In response to Le Pen's endorsement, Rykov launched a campaign on Twitter, urging his followers to flood her feed with messages of gratitude. He led by example with a tweet that simply read: "Merci, Marine!" Thousands of Russians joined in.
The exchange of favours continued throughout the year. MEP Jean-Lux Schaffhauser, who represents a party affiliated with the National Front, travelled to the rebel-held Donetsk at the end of October to express support for the elections held by the self-proclaimed Donetsk People's Republic. Clips from his press conference featured prominently on Russian TV channels which were keen to show that Europe is far from unanimous on the issue of Ukraine and that Kremlin is not completely isolated.
It was Schaffhauser who, according to the French investigative website Mediapart, has brokered a 9 million euro ($11m) loan provided to the National Front by the Russian-registered First Czech Bank - a little-known fiscal organisation once investigated by the Czech authorities on suspicion of being linked to Russian secret services.

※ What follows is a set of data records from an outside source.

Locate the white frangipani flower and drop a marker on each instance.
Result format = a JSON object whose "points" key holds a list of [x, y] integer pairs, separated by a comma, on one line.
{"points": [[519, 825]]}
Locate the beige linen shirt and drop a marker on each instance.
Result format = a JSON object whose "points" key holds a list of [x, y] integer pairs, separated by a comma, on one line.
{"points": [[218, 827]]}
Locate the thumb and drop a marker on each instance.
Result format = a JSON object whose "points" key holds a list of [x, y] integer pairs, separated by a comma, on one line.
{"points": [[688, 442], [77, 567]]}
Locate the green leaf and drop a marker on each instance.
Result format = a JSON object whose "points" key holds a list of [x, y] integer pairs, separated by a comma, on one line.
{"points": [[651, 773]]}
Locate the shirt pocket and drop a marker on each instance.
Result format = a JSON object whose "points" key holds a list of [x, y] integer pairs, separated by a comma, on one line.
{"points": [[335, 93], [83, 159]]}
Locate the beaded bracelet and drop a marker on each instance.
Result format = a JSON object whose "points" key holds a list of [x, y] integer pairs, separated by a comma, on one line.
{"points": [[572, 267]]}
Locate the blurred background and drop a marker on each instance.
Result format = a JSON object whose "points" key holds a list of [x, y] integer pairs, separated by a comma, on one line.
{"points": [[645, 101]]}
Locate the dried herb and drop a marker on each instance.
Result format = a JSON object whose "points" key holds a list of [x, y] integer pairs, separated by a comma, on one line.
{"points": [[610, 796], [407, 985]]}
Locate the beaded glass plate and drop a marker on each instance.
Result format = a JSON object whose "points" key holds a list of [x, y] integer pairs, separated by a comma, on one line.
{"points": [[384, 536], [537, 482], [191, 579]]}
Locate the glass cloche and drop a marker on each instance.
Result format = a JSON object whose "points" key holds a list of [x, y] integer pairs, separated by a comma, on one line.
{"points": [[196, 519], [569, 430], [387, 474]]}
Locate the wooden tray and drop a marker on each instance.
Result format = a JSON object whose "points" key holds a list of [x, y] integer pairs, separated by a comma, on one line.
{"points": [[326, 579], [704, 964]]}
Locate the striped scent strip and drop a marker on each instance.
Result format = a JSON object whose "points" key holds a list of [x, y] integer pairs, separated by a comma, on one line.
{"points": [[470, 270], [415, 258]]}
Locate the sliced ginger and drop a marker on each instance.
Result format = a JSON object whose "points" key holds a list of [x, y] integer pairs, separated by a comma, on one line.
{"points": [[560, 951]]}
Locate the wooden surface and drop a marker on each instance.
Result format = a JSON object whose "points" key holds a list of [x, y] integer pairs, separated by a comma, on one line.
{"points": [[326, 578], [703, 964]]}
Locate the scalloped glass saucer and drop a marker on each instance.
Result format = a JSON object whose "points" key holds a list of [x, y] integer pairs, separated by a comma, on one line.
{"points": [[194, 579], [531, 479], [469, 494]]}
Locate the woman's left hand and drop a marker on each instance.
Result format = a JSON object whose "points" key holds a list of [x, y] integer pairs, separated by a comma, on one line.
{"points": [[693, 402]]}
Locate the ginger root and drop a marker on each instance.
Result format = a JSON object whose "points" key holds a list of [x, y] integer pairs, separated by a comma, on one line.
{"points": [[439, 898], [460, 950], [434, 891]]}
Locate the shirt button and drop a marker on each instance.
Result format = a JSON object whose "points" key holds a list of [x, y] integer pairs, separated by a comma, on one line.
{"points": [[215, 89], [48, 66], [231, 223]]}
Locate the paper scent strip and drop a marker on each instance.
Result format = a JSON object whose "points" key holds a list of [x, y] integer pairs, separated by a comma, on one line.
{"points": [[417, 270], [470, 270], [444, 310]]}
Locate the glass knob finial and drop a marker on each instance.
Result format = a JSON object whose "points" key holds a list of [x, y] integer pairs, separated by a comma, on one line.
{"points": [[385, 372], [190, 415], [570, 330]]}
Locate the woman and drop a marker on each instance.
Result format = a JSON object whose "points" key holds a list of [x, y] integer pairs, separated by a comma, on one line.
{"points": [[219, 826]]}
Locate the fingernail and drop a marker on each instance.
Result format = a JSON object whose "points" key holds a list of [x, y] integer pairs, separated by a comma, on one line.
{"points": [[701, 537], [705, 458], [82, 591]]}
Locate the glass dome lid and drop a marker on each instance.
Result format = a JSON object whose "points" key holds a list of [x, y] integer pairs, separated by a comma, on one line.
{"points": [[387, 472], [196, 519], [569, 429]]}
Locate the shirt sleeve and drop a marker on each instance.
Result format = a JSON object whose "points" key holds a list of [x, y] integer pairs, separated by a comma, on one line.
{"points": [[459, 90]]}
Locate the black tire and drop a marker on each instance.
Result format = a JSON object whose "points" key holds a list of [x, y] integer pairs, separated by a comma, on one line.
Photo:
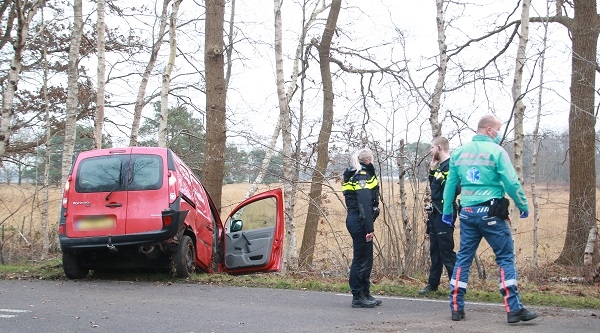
{"points": [[73, 268], [184, 259]]}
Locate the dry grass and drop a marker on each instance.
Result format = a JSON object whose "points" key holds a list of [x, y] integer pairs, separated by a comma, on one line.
{"points": [[21, 206]]}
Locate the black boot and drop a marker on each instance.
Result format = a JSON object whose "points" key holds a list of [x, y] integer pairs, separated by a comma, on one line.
{"points": [[360, 301], [371, 298], [523, 314], [428, 288]]}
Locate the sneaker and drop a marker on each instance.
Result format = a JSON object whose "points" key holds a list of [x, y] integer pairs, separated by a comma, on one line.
{"points": [[521, 315], [458, 315], [372, 299], [428, 288]]}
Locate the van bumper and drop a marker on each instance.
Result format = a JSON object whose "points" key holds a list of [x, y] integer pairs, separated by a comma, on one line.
{"points": [[89, 243]]}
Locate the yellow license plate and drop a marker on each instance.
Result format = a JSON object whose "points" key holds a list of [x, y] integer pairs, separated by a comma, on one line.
{"points": [[98, 223]]}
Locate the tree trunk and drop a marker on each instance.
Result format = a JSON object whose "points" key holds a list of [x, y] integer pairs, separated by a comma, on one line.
{"points": [[99, 119], [48, 146], [518, 105], [72, 90], [322, 145], [216, 136], [24, 13], [140, 100], [166, 78], [534, 154], [436, 128], [582, 197]]}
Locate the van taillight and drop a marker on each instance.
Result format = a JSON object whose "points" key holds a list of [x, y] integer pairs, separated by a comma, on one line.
{"points": [[172, 187], [167, 220], [66, 192]]}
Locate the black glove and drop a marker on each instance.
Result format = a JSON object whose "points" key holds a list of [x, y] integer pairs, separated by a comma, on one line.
{"points": [[375, 213]]}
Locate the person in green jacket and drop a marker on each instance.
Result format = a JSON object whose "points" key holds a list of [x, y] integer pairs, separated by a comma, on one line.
{"points": [[484, 171]]}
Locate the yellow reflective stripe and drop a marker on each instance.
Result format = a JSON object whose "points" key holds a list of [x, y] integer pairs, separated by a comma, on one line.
{"points": [[352, 186], [372, 183]]}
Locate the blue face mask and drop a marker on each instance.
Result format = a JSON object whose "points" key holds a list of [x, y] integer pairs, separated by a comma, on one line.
{"points": [[498, 138]]}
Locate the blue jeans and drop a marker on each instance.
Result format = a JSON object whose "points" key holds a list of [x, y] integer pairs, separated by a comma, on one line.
{"points": [[474, 224]]}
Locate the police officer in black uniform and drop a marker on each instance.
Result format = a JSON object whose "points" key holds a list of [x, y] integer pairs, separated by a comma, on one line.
{"points": [[441, 235], [361, 193]]}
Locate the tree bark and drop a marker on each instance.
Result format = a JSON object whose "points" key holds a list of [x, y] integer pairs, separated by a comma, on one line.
{"points": [[48, 146], [166, 78], [99, 119], [436, 128], [25, 11], [216, 136], [72, 90], [518, 105], [582, 197], [322, 145], [140, 101], [534, 154]]}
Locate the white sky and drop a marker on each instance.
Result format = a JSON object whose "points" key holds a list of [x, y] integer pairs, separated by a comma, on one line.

Six days after the loan story broke, the deputy head of the Russian State Duma Andrey Isayev appeared as a guest star at the National Front's congress. In his address, he lamented that "the sovereignty of once mighty nations, such as Germany and France, […] is being eaten away by the so-called Trans-Atlantic integration", and that "the will of European countries is being suppressed by little known EU bureaucrats, who are in fact marionettes of the US". Isayev is a leading member of Putin's United Russia party, which has, in recent years, rebranded itself as a defender of "traditional Christian values" echoing the slogans of the European far right.
It would have shocked someone living in the USSR circa 1980s had they learned that Russian officials would be cozying up to the party created by Jean Marie Le Pen (Marine's father) - who was lambasted by Soviet TV as a "neo-fascist" and a "brown plague". But Putin's spin doctors and Soviet ideologues are about as similar as a MacBook and abacus. People who shape the political agenda in Moscow these days are happy to tap into any ideology as long as it serves their political goals.